By the early 1940s, “boogie-woogie,” a genuine African American piano style, had been fully integrated into American popular music. Songs like “Boogie Woogie Bugle Boy” and “Beat Me Daddy (Eight to the Bar)” referenced the name and style, yet paid little attention to the eight-to-the-bar rhythmic foundation. Still, there were many pianists, both black and white, who played the music in an authentic manner. Meade Lux Lewis was one of the best.
Boogie-woogie developed in the 1920s as a one particular approach to instrumental blues. This piano music was played for dancing, as well as ambient music in any variety of dives, barrooms and houses of ill repute. While there were recordings of the music during this period and into the 1930s, boogie-woogie gained significant exposure when Meade Lux Lewis and a number of other like-minded pianists were featured in a pair of concerts in Carnegie Hall (1939) called “Spirituals to Swing.”
The boogie-woogie fad commenced, and the music was played more and more by big bands, both sweet and hot.

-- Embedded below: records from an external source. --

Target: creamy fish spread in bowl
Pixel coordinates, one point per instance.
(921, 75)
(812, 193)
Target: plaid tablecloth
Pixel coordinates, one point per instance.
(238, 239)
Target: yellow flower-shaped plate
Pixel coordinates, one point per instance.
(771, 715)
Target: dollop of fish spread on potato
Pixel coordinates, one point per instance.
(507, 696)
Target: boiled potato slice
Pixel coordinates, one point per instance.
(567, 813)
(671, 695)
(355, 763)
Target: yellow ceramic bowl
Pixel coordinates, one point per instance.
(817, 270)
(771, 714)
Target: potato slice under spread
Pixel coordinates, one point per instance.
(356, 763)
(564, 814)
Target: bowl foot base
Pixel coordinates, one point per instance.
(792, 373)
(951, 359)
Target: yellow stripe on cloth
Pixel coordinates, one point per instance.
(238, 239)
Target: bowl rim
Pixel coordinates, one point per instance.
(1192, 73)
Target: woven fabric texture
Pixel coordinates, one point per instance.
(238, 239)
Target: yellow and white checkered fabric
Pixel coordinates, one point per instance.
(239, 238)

It was an important element of Louis Jordan’s music who, in turn, passed the baton to such rock pioneers as Fats Domino and Little Richard. And the early purveyors of the music, Meade Lux Lewis, Albert Ammons, Pete Johnson and Jimmy Yancy, kept the original style alive.
Meade Lux Lewis was working in Los Angeles in 1944 and was called to Radio Recorders in Hollywood to wax three soundtracks in January 1944. He returned to the Gordon Street Studios four days later, along with a number of other black performers (identified on screen), for sideline photography. Boogie Woogie is a piano solo, start to finish, and a wonderful musical tour-de-force. (The brief flourishes that are edited in at the beginning and end of the film were recorded by bandleader Billy McDonald.)